Epithelial-to-mesenchymal transition (EMT) was first recognised as a central differentiation process in early embryogenic morphogenesis (Shook and Keller, 2003). Embryonic cells lose their E-cadherin expression and acquire cellular rearrangements for conversion to motile fibroblastic cells that are integral to embryonic development. The cells can migrate from their original position to establish new structures. Numerous reports have proposed and supported EMT as a potent mechanism that enhances the detachment of cancer cells from a primary tumour and their migration into the tumour stroma, vessels, and metastatic sites (Huber et al, 2005; Christiansen and Rajasekaran, 2006; Thiery and Sleeman, 2006). The cadherin switch is also essential for increased motility, but is not always required for the morphological changes that accompany EMT (Maeda et al, 2005). Some reports have described that N-cadherin expression is more important for cancer metastasis than E-cadherin and other EMT inducers (Islam et al, 1996; Nakajima et al, 2004).

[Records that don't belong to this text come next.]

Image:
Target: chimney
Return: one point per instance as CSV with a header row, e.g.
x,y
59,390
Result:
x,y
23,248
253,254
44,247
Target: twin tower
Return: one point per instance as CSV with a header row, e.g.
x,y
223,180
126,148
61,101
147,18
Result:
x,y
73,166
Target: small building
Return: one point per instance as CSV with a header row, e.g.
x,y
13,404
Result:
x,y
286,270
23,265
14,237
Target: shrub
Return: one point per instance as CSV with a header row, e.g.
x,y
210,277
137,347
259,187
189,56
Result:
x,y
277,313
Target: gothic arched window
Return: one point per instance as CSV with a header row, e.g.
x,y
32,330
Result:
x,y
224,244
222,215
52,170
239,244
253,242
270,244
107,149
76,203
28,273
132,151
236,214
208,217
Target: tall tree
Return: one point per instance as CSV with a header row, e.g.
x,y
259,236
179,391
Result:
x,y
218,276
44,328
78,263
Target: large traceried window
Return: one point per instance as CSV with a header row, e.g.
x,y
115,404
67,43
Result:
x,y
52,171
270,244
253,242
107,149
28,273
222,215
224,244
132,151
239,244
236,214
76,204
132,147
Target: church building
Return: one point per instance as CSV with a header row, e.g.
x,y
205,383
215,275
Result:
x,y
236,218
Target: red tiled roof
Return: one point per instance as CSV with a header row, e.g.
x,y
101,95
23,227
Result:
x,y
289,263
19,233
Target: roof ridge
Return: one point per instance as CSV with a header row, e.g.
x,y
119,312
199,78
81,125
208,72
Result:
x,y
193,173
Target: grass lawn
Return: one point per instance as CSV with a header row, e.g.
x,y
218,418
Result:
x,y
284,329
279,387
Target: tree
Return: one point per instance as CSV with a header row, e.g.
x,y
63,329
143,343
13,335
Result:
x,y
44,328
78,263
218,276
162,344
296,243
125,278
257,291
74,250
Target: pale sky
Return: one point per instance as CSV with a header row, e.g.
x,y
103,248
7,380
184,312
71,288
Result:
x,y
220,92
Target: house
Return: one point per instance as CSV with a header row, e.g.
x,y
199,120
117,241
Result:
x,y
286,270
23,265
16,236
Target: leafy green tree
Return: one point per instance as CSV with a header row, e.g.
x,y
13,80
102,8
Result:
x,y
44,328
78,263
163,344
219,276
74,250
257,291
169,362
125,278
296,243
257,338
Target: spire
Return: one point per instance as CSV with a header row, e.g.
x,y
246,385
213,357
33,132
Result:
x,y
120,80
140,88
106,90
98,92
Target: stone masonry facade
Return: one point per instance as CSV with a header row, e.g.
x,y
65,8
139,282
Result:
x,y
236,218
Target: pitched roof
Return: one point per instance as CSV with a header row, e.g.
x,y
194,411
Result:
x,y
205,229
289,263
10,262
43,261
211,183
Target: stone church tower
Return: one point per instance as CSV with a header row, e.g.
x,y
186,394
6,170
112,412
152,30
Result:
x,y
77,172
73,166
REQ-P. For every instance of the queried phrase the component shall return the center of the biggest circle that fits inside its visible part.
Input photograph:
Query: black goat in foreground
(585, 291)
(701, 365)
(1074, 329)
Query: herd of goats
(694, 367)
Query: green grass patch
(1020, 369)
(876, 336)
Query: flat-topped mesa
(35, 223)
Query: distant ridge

Cholangiocarcinoma (CC) is derived from the epithelium of the bile duct, and can be divided to intrahepatic CC (IHCC) and extrahepatic CC (EHCC), depending on the carcinogenic site. Extrahepatic CC is a malignant epithelial neoplasm with bile duct epithelial differentiation. It often invades in the lateral direction as intraductal invasion and in the vertical direction as extraductal invasion (Sakamoto et al, 1998). Extrahepatic CC also metastasises to regional lymph nodes and liver sites, which are the main prognostic factors in EHCC patients (Nagorney et al, 1993; Fong et al, 1996). The established radical treatment for EHCC is only surgical resection, for which evidence has been reported (Nagorney et al, 1993; Klempnauer et al, 1997; Shirai et al, 1997; Chamberlain and Blumgart, 2000). However, local and distant recurrences occur in many patients after resection of an EHCC. To improve the prognosis after EHCC resection or of unresectable EHCC, it will be necessary to elucidate the mechanisms for the invasion and metastasis of EHCC. There are few reports that have investigated the progression with regard to the cadherin switch or EMT in EHCC (Sato et al 2010). We designed the present study to investigate whether the cadherin switch mediates cellular invasion and metastasis in EHCC cells and tissues.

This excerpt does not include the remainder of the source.